Earlier this month, as most of the world knows, the European Organisation for Nuclear Research (CERN) opened the Large Hadron Collider in a 17-mile long tunnel beneath the Jura mountains in Switzerland. When its teething difficulties have been overcome, the world’s most powerful particle accelerator will fire streams of protons against each other at 99.999991% of the speed of light, causing collisions that will re-create conditions that last existed in the first instants of time, fractions of a second after the big bang.
The sub-atomic debris that is generated will, we are told, enable scientists to understand hitherto unanswerable questions such as why matter has mass, what makes up the extraordinarily large proportion of the Universe that is known to exist but cannot be seen, how many dimensions there are, and how nature is put together. I don’t know how it will do this, but apparently it will.

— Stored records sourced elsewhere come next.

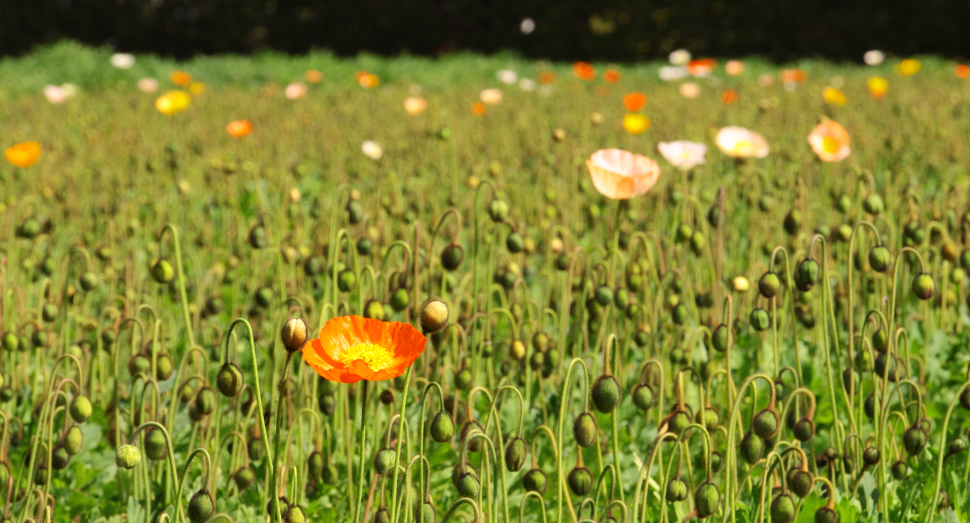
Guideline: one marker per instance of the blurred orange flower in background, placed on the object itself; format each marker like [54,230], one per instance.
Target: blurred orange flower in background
[636,123]
[877,87]
[314,77]
[620,175]
[23,154]
[180,78]
[701,66]
[172,102]
[240,128]
[415,105]
[908,67]
[351,348]
[634,101]
[830,141]
[584,71]
[792,76]
[734,67]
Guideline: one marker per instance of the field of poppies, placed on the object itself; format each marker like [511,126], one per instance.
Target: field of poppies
[483,289]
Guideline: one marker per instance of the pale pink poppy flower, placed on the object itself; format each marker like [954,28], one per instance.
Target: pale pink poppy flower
[738,142]
[620,175]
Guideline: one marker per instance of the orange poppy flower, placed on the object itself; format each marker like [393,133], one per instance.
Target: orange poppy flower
[314,77]
[181,78]
[584,71]
[792,76]
[351,348]
[830,141]
[240,128]
[701,66]
[620,175]
[635,101]
[24,154]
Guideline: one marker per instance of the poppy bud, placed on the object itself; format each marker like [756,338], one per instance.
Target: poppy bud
[498,210]
[535,481]
[452,256]
[384,460]
[923,286]
[873,204]
[425,513]
[73,440]
[676,490]
[870,456]
[585,429]
[606,393]
[229,380]
[580,480]
[752,448]
[801,483]
[201,507]
[765,424]
[442,427]
[678,423]
[515,454]
[470,428]
[156,448]
[759,319]
[294,334]
[643,396]
[782,509]
[257,237]
[707,498]
[434,316]
[127,456]
[80,408]
[914,440]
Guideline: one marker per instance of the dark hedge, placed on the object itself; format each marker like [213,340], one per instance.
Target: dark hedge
[610,30]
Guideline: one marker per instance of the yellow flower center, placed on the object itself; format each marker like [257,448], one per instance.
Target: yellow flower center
[830,145]
[375,356]
[743,147]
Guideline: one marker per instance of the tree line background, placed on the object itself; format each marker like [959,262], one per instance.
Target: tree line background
[601,30]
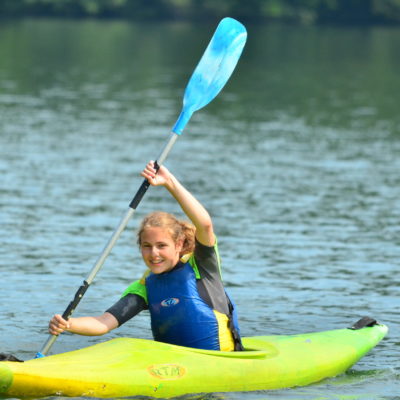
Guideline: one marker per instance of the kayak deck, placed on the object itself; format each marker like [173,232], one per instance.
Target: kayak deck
[129,367]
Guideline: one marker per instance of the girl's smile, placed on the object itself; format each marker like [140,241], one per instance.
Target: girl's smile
[159,251]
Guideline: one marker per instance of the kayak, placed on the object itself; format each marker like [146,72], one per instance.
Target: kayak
[139,367]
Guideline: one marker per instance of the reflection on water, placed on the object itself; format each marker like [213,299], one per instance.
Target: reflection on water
[297,160]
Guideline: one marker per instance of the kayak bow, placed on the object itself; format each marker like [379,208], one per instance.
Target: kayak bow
[132,367]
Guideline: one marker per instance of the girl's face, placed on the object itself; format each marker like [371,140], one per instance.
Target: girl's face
[159,251]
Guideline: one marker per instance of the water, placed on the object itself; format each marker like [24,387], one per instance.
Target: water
[297,160]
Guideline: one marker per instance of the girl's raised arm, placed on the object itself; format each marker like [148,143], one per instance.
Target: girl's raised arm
[190,205]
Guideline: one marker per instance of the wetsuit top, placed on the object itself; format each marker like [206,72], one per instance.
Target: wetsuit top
[188,305]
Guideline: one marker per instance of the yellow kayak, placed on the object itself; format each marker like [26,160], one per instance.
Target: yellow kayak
[132,367]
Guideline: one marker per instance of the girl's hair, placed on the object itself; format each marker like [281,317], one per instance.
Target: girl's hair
[178,229]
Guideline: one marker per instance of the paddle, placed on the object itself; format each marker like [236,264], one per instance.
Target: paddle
[213,71]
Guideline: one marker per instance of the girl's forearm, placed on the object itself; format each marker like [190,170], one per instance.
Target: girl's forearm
[193,209]
[92,326]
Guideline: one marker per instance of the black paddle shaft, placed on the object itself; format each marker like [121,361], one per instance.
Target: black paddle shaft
[76,300]
[142,190]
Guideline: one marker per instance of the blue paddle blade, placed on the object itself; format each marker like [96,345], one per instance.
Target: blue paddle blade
[214,69]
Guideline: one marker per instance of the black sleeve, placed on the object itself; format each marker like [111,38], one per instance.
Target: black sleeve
[127,307]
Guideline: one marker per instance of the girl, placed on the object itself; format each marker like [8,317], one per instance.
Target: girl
[182,287]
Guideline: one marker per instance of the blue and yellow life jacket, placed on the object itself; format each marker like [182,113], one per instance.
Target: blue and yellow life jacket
[180,316]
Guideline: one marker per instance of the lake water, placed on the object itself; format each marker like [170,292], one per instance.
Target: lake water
[297,160]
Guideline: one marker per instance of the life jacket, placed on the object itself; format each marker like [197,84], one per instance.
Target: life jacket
[180,316]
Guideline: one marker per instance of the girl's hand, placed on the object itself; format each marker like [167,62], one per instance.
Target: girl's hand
[154,177]
[58,325]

An editorial in the Times headed off at the chase the inevitable argument that the £3.5-plus billion cost of achieving this understanding is too high a price to pay for knowledge which, whilst interesting, will not cure cancer or solve global warming. Its response was that such an argument is based on a misunderstanding of how science and technology progress. Discoveries that change the world, it pointed out, ‘happen when clever men and women are free to follow their intellectual interests as they choose.’ James Clerk Maxwell had no vision of inventing electronics or computers when he developed the equations that describe electro-magnetism in the nineteenth century, any more than Watson and Crick were seeking to develop molecular cancer drugs or herbicide-tolerant crops when they discovered the double helix of DNA. It was, in these and in many other instances, for others to take these insights and exploit them.
This eloquent justification for mankind’s pursuit of knowledge and understanding contains an essential truth for business leaders. Whether it is Watson and Crick’s discovery of DNA or William the Conqueror’s military tactics at the Battle of Hastings, Maxwell’s electro-magnetism or Edison’s electric lamp, the sources of insight that drive innovation are truly universal. Any organisation that is serious about innovation will see the entire range of human knowledge and experience as its resource in seeking great ideas. Because every mind works differently and every person finds inspiration in their own cocktail of interests, passions and experiences, there is literally no limit to where great ideas can come from. Serendipity can, of course, play its part and in some of the most famous (and possibly apocryphal) stories of insight it has – Robert the Bruce and the spider, Sir Isaac Newton and the apple, for example. But leadership is about creating an environment, and the environments that genuinely innovative leaders forge for their people are ones in which any source of an idea is a good one, any insight may have value. It’s why some of the most famed creative organisations – Google and Apple spring to mind – are ones in which play and discovery are encouraged, with no thought as to whether the activity will have an end result.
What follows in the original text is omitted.